Henry Hartsilver had been married three years. A common, self-centered person, endowed with exceptional shrewdness and with considerable commercial acumen, he had begun life as a jerry-builder in a small country town. Then war with Germany had been declared, and realizing at once what so many failed to realize, namely that such a war must last for years at least, Hartsilver had seized the opportunity he saw spread out before him of amassing money quickly and in large lump sums by securing by divers means building contracts for our Government.

Thus, long before the war ended, he found himself a rich man. Then, anxious to gratify his second ambition, he set to work to look about for a woman of good social standing to become his wife; the thought that any woman to whom he might propose might decline the honor of marrying him did not occur to him.
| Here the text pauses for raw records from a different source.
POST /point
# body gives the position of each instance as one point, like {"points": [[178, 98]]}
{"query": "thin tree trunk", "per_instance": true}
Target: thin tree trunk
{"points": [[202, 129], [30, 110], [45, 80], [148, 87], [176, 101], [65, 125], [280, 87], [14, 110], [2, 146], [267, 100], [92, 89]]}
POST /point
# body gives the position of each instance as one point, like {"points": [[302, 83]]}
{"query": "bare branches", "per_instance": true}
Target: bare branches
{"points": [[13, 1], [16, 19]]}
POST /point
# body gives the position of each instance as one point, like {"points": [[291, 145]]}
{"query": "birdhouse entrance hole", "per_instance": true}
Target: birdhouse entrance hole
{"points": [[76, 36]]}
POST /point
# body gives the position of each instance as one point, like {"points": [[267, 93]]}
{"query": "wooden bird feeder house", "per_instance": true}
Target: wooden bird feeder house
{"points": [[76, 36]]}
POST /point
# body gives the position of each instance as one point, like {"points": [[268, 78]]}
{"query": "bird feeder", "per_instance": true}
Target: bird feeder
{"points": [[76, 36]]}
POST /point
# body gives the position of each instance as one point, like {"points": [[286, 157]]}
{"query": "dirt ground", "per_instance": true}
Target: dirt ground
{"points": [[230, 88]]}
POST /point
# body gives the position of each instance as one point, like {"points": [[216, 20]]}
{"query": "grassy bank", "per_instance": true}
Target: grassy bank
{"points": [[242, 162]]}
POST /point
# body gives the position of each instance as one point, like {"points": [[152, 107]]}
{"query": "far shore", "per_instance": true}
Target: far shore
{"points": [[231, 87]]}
Consequently he was not surprised, nor did he appreciate the honor conferred upon him, when the only surviving daughter of a well-connected country gentleman accepted his offer of marriage. True, the war had reduced her already impoverished father almost to penury, and in addition both her brothers had been killed in action early in the war, so that when she accepted him she felt that she did not now much care what became of her. Her mother had been dead many years, and her father she literally worshipped. What she never admitted, even to herself, though in her heart she knew it to be the truth, was that by marrying Henry Hartsilver she would be able to provide her father with a comfortable income in his declining years. And since his sons’ death he had aged very rapidly.

Hartsilver was now in his forty-sixth year, his wife just seven-and-twenty. They had no children, but that did not prevent Hartsilver’s everlasting complaint to his wife that he considered himself deeply aggrieved at the Government’s neglect in failing to confer a title upon him.

“Just think, my dear,” he had said to her more than once, “what you would feel like if I made you ‘my lady!’ Shouldn’t we be able to crow it over our friends, eh? And to think of the sums I gave to war charities! Well, we must live in hope!”

Fortunately his wife’s tact, possibly also the sense of humor which she possessed, prevented her from becoming annoyed with him when he spoke like that, and making the sarcastic rejoinder which she sometimes longed to utter. Though she could not accuse herself of having married him for his money, that being the last thing she cared about, she yet felt that she had in a way married him under false pretenses, for certainly she knew that, but for her anxiety to add to her father’s happiness and comfort, this common, self-satisfied, and self-righteous person was one of the last men she would have linked herself to for life.